Nastolatkowie chcieli byæ jak Marc Marquez, ale tylko zniszczyli boisko szkolne
W niewielkim Czerminie na terenie powiatu pleszewskiego być może wyrastają nam przyszli mistrzowie motosportu. Ale zanim sięgną po sportowe laury, będą jeszcze musieli sporo się nauczyć.
Na przykład tego, że technikę należy szkolić w przeznaczonych do tego miejscach, a nie na zadbanej murawie szkolnego boiska.
Dwóch chłopców w wieku 15 i 16 lat zniszczyło boisko kołami motoroweru. Zostali złapani i okazało się, że nie posiadali równiez uprawnień do kierowania tego typu pojazdem. Straty oszacowano na ok. 25 tys. złotych, a sprawa będzie miała swój finał w sądzie. Odpowiedzialność poniosą również rodzice niepełnoletnich, ponieważ udostępnili pojazd chłopcom bez uprawnień, czyli prawa jazdy kategorii AM.
Brak wyobraźni u nastolatków w zasadzie mnie nie dziwi, bo chyba większość z nas ma za sobą jakiś epizod z puli tzw. "błędów młodości". Z drugiej strony nawet 15 lat życia to już dość, żeby zdać sobie sprawę, że sieć kolein na boisku do gry w piłkę raczej nie uszczęśliwi dyrekcji szkoły i jej podopiecznych.

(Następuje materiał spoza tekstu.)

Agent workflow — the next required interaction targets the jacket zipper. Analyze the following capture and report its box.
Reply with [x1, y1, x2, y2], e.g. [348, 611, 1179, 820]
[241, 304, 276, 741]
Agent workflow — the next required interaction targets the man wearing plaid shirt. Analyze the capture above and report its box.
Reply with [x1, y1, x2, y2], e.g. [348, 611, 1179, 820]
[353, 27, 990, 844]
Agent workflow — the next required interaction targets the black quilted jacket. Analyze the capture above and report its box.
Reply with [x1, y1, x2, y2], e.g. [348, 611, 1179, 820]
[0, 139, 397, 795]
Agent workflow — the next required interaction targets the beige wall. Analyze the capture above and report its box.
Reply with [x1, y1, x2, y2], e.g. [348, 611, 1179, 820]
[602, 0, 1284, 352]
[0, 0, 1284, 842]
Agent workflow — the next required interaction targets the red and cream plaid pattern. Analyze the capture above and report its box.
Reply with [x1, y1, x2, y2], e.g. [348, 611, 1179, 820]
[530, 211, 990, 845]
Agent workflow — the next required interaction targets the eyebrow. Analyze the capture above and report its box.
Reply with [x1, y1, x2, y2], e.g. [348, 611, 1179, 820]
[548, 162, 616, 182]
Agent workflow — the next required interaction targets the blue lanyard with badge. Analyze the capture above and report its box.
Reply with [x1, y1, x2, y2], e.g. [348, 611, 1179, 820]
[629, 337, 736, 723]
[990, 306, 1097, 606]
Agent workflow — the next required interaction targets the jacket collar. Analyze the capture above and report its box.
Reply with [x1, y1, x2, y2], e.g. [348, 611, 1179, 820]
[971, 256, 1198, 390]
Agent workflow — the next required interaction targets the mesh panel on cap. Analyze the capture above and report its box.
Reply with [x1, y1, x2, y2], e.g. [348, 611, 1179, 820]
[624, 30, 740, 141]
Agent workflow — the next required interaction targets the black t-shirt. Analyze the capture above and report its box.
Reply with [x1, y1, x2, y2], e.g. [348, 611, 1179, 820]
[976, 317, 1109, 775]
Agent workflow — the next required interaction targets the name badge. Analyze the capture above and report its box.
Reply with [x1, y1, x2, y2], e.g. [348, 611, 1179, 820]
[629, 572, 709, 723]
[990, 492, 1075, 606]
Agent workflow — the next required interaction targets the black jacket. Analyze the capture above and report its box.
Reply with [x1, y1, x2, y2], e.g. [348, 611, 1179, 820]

Swoją drogą, macie jakieś "osiągnięcia" z kategorii powyżej, o których wolelibyście zapomnieć? U mnie będzie to zjazd motorynką z nadodrzańskiej skarpy. Niestety to były wysokie wały i nikłe umiejętności kierowcy, więc motorynka wylądowała w rzece. Sytuacja była trudna z jeszcze jednego względu. To wychuchane, czerwone maleństwo nie należało do mnie, tylko do kolegi… Co ciekawe, zniósł to mężnie i dalej się kolegowaliśmy. Motorynkę wyciągnęliśmy.